Establishing rapport with each patient includes asking about previous experiences with the healthcare system. If there was a negative experience, understand that rebuilding trust may take time and commitment.
When I was a first-year medical student, classmates and I conducted a health systems improvement project based in the women’s health clinic at our city’s public hospital. The goal of the project was to understand why Black women weren’t returning for their postpartum visits at the same rate as patients of other races/ethnicities, and to close that gap. After reviewing more than 100 patient charts and conducting in-depth interviews with 20 Black patients, the answer was resoundingly clear: our patients just needed to be heard.
Being seen and heard is at the core of human connection. Dr. Francis Peabody wrote about this intersection and application of our humanity as physicians in his sentinel paper “The Care of the Patient:” “One of the essential qualities of the clinician is interest in humanity, for the secret of the care of the patient is in caring for the patient.” Doctors cannot authentically care for patients without caring for them as people. Caring involves showing kindness and concern and requires establishing trust within the patient-physician relationship.

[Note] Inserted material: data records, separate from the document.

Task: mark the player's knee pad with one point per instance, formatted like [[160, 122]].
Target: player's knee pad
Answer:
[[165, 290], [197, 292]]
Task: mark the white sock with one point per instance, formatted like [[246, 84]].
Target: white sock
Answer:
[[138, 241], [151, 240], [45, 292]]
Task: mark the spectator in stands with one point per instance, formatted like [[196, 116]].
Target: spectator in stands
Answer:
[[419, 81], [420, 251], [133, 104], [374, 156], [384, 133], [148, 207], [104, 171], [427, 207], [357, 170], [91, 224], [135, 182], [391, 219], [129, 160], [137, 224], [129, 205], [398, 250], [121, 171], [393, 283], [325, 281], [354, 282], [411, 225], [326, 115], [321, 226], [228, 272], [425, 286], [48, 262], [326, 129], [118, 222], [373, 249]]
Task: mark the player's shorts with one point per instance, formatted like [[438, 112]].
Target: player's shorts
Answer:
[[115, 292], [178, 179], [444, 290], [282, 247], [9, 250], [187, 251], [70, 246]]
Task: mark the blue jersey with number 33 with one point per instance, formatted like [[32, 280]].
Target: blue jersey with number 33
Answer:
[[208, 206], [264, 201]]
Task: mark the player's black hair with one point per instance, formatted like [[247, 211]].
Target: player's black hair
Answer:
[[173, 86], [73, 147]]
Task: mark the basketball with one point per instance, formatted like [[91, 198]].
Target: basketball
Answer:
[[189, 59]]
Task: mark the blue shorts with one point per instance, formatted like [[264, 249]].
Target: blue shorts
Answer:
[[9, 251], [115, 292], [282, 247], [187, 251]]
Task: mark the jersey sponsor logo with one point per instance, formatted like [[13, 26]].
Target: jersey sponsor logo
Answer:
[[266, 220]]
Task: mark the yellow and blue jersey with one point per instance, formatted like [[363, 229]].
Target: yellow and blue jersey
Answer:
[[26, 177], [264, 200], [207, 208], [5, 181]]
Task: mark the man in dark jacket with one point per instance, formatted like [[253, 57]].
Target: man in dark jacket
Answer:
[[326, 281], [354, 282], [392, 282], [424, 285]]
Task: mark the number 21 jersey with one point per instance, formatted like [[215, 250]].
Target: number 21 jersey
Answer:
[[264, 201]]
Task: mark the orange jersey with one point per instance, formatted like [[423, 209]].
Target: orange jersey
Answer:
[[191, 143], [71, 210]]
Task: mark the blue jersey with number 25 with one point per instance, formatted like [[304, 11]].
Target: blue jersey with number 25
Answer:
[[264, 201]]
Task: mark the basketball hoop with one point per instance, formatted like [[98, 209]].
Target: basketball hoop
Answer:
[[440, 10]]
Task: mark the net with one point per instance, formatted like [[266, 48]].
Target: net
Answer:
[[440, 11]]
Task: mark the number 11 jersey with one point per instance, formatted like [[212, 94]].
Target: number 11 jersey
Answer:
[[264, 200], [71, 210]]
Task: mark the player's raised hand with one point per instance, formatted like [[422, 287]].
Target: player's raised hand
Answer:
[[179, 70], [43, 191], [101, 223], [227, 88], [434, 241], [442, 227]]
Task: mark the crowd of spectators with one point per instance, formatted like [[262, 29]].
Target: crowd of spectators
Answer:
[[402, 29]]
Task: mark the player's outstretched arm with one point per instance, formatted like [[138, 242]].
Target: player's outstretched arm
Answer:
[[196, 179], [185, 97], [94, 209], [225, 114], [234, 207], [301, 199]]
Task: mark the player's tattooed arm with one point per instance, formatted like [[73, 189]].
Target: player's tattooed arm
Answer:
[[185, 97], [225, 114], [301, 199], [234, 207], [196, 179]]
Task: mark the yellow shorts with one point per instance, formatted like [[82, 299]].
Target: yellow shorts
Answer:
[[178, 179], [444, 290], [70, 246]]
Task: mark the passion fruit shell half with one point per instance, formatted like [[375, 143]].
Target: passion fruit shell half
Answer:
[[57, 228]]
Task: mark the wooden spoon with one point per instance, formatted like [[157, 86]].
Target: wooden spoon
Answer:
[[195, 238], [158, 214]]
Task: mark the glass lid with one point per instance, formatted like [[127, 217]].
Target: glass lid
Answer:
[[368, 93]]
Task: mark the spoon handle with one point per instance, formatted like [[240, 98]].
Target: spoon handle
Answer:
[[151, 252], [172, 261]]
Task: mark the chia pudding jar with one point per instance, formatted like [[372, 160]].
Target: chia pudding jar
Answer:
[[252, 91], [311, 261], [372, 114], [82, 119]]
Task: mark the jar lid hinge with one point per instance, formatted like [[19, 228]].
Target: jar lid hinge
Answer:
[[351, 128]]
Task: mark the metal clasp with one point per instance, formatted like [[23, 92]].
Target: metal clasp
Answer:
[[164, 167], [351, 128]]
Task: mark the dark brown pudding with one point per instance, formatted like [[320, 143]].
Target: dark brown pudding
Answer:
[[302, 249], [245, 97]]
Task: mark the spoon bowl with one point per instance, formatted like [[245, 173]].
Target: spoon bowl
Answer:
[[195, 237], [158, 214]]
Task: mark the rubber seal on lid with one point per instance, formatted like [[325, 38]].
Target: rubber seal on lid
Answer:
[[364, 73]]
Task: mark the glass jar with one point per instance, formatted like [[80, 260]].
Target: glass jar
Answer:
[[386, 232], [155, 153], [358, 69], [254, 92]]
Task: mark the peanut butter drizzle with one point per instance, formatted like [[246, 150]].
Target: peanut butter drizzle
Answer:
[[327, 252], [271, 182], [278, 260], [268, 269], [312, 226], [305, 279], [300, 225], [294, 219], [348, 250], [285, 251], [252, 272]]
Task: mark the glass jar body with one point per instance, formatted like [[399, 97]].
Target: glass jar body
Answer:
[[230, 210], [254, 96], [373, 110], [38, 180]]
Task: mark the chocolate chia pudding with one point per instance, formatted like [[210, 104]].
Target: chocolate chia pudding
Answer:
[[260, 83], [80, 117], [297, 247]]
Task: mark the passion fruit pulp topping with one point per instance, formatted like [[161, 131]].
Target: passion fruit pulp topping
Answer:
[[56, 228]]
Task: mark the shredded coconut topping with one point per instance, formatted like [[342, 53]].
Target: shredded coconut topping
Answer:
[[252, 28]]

We are women of Black ancestry who occupy the roles of physician and surgeon. It’s shocking how many patients of all races and ethnicities are still surprised by this. With only five percent of doctors in the United States identifying as Black, the rarity of seeing a Black physician is apparent. In some encounters with patients who identify as Black, the ease with which they interact is palpable. It’s as though a weight has been lifted and the gates opened to being safe, heard, and cared for.
Most patients respond well to genuine care; however, establishing mutual trust in the patient-clinician relationship is another matter. The AMA Code of Medical Ethics declares that building relationships of trust with patients is fundamental to ethical practice in medicine, and yet physicians don’t often focus on how to establish trust with patients during their encounters. Further, establishing trust within the dependent nature of the patient-physician relationship, along with discordance in self-identifying characteristics, can impose barriers that might be activating and exacerbate the power dynamic for many marginalized patients.
Physicians must take ownership of building trust with patients, especially patients that don’t look like them and may not share the same beliefs and values. Most importantly, doctors should meet patients where they are and ask them what they need to achieve a patient-clinician relationship built on trust. This proposal is not only rooted in caring, kindness, and concern, but also relies on trustworthiness as an ongoing practice, which goes beyond professional competence. While clinical competence is critical to offering optimal patient care, it’s not enough on its own. Partnering with our patients to build a trusting patient-physician relationship is also vital.
Here are three things to think about during patient encounters:
1. Has this patient experienced discriminatory behavior from other physicians?
2. What trauma and distrust are they bringing to this encounter?
3. How can I mitigate and possibly repair feelings of mistrust?
“The practice of medicine is an art, not a trade; a calling, not a business; a calling in which your heart will be exercised equally with your head.”-Sir William Osler
This piece expresses the views solely of the author. It does not necessarily represent the views of any organization, including Johns Hopkins Medicine.